ちなみに私とサロメ先生の関係は清廉潔白のそれであることも
付け加えておこう。そしてここからが本題になる」
──瞬間、部屋の中の空気がズッ……と重くなる。
ダンケルの背中からは闇色のオーラがジワリと立ち上がり、
彼の瞳は猛獣のように鋭い殺気を得てシャーリーを睨んだ。
「ひっ……!」
彼女は全身の血管に氷水を流し込まれたような、冷たく凄烈な恐怖に襲われる。
その感覚をシャーリーは覚えていた。
少し前、闇に落ちたダンケルと対峙した、あの時の──。
その時、そっと彼女の肩に手が置かれる。
ダンケルの瞳に見据えられたせいで
ガチガチと歯の根の合わないシャーリーが振り返ると、
そこにはサロメの姿があった。
彼女の手が置かれた場所から、
自分の恐怖に凍った心がゆっくりと溶けていくのがわかる。
「大丈夫。

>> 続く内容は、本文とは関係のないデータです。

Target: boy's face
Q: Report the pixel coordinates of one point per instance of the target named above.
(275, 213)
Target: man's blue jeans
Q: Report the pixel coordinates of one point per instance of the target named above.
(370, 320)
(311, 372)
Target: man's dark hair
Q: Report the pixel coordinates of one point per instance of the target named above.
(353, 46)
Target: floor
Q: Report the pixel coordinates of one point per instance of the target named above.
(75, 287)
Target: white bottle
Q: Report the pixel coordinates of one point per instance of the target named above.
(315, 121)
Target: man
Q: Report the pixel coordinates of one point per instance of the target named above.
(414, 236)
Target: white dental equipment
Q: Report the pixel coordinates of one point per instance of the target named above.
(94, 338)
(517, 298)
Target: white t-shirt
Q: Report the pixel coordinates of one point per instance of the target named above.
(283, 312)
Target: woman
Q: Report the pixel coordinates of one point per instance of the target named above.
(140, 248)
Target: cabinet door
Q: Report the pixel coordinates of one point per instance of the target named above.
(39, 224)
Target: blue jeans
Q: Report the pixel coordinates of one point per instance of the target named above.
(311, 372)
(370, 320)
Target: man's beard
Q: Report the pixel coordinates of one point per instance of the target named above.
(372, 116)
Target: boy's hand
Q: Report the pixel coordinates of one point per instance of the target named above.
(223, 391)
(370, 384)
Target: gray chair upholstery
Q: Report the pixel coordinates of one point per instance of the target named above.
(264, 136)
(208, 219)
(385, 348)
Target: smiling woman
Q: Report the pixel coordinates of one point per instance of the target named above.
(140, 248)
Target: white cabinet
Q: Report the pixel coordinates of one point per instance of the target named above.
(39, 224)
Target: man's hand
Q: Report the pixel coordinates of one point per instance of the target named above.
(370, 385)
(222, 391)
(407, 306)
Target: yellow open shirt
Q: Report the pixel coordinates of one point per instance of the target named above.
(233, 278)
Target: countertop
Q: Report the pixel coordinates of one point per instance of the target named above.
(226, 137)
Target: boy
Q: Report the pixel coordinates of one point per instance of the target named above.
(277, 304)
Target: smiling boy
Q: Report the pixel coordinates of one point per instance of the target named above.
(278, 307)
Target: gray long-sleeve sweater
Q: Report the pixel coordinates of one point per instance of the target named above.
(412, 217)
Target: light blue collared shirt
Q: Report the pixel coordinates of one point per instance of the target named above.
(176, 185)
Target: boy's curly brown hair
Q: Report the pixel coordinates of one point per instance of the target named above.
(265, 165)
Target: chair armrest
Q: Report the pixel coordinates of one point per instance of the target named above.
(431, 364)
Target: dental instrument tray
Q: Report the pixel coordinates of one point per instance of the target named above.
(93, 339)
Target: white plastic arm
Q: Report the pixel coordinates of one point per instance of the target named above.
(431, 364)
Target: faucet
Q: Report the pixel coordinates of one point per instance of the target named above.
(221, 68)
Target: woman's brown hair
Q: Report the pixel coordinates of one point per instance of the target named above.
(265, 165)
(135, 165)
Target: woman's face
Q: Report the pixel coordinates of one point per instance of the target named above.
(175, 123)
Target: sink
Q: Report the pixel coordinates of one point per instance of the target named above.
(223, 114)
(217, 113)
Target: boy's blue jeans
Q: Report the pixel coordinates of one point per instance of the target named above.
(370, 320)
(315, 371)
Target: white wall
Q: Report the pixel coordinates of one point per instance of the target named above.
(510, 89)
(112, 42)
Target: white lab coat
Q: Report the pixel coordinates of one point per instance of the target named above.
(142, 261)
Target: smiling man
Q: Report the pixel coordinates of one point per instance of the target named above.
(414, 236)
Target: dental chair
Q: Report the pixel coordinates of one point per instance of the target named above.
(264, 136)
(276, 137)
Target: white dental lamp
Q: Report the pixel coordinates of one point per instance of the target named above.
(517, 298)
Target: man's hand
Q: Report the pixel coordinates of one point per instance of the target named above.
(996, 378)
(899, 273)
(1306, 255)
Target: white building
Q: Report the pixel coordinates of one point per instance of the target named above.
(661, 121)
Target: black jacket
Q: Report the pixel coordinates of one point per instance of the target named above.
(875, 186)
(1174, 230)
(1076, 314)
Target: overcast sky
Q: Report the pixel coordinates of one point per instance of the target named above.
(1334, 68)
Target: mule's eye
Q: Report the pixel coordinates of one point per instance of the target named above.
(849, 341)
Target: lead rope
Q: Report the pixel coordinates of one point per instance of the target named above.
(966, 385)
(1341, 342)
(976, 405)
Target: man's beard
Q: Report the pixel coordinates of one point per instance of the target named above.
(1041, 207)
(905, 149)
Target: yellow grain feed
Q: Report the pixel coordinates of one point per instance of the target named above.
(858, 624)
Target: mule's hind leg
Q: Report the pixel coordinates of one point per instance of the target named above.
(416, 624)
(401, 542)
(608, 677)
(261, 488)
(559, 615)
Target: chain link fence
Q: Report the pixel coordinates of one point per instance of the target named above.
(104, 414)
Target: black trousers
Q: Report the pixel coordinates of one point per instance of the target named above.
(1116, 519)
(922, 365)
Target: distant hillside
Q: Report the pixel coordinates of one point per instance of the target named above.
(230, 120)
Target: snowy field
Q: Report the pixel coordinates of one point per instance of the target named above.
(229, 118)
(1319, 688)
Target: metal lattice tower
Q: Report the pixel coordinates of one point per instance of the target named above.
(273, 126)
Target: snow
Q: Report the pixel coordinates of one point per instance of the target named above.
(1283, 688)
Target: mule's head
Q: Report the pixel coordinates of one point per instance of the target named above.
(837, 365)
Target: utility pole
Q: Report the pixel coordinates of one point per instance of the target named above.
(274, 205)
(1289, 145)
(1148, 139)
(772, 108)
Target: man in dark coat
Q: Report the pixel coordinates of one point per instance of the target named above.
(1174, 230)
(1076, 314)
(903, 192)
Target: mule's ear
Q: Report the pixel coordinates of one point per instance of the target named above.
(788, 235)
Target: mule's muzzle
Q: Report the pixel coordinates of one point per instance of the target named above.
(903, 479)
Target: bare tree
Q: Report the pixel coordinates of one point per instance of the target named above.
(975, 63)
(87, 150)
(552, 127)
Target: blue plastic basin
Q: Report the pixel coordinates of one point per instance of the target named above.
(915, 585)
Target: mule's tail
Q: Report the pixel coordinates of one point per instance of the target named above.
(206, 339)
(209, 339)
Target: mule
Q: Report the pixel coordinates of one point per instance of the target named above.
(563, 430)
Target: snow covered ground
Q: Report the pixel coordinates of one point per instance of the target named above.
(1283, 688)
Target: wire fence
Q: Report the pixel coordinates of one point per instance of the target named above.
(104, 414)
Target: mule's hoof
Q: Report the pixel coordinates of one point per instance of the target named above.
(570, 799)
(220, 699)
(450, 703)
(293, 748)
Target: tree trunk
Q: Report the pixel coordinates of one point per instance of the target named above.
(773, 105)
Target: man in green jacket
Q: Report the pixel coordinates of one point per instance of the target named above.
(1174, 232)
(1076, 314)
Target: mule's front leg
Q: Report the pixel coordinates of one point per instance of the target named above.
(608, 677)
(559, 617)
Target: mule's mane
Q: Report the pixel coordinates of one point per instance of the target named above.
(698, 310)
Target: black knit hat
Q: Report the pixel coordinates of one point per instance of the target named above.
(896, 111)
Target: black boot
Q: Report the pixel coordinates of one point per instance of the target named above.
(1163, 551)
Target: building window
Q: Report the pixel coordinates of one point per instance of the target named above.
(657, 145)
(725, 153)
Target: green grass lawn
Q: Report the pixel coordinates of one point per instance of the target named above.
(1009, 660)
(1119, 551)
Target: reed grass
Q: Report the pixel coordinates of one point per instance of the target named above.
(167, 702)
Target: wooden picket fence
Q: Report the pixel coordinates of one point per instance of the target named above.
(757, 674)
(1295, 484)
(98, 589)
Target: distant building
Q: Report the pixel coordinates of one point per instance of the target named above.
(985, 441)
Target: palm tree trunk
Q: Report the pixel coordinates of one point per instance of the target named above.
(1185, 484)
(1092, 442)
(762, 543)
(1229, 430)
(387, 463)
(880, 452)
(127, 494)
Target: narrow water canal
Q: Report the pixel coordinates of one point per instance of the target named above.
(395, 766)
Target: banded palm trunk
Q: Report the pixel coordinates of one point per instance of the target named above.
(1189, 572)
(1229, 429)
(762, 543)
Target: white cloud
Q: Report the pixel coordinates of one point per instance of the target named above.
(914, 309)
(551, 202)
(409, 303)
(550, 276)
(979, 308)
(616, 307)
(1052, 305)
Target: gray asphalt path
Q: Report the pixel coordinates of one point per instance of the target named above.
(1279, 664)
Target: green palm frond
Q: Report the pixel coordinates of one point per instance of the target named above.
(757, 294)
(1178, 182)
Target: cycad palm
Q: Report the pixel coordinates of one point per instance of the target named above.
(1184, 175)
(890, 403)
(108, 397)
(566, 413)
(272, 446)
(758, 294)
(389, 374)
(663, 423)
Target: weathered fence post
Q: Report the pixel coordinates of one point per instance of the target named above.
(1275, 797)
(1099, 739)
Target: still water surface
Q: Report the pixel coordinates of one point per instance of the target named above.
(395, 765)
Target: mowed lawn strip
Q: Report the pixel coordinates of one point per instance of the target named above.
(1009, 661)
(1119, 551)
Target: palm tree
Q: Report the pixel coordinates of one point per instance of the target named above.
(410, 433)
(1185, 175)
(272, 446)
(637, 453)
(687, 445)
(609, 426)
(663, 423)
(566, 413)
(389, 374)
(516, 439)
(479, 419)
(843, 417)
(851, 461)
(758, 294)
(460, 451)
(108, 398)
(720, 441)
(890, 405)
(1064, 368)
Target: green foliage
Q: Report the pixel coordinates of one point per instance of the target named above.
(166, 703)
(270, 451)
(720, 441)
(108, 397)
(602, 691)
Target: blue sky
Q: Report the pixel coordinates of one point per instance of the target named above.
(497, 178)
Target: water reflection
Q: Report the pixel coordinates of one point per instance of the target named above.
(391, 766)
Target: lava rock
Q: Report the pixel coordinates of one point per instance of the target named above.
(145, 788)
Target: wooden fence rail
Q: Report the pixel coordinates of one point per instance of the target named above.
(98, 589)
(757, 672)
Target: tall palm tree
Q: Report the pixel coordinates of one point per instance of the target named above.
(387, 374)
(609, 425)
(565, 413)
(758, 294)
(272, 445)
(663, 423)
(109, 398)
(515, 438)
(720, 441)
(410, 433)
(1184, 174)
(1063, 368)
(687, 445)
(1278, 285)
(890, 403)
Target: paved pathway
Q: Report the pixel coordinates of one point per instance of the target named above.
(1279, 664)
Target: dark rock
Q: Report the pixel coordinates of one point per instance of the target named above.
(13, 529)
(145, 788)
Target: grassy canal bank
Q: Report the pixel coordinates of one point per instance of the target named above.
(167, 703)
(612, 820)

学園長は正気よ」
「すまないシャーリー君、驚かせるつもりはなかった。
『これ』を出すとこうなるものでね……
臨海学校の時にサングラスをかけていたのはこのためだ」
ふっ、とダンケルは困った笑いを浮かべて視線を逸らす。
その様子からシャーリーはダンケルに害意がないという真意を察すると、
震える声で聞いた。
「あ、あの……わたしに頼みって……な、なんですか……?」
「この私の魔力の根源を解析して欲しい。
キミなら、それを叶える発明品を制作できるはずだ」
「どうして……?」
「校舎がクエス=アリアスという異界へ飛ばされた事件を覚えているね」
「は、はい」
「この闇の魔力は、あの時私に身についたものなのだよ」
ダンケルはそう言うと、眉間にシワを寄せて腕を組み、言葉を続ける。
「魔界の吸血鬼の血を引いているとはいえ、私は種族としては人間だ。
あの事件までは、私の得意とするのは水の魔法だったのだよ」
「ほ、本当ですか? じゃあ──」
「そう、あの時私の闇を目覚めさせ、劇的な変化をもたらした存在……
その尻尾をつかむ必要があるのだ」
「で、でも魔力の根源を探るだなんて……
心の中を掘り返すようなものじゃないですか。
そんなことしたら──」
「いいのだ、シャーリー君」
優しい口調で、ダンケルは言う。
彼は一度目を伏せ、決意を込めた瞳をもう一度見開いた。
「私の心が壊れても構わん……
この学園を、この世界を潰そうとする輩を、
私は捨て置くわけにはいかんのだ」
未だ姿の見えぬ敵に向かって、ダンケルは心底怒っていた。
すでにシャーリーは彼の闇の魔力に恐怖を感じていない。
あらゆる色が混ざれば、それは闇と同じ黒色になる。
ダンケルの持つ魔力は、様々な個性を持つ学生たちが集う学園
そのものを表しているように、彼女には感じられた。
「やってくれるね?」
「……はい!」
ダンケルは、シャーリーの力強い返事ににっこりと微笑みを返した。
クロム・マグナ魔道学園の反撃が始まる──!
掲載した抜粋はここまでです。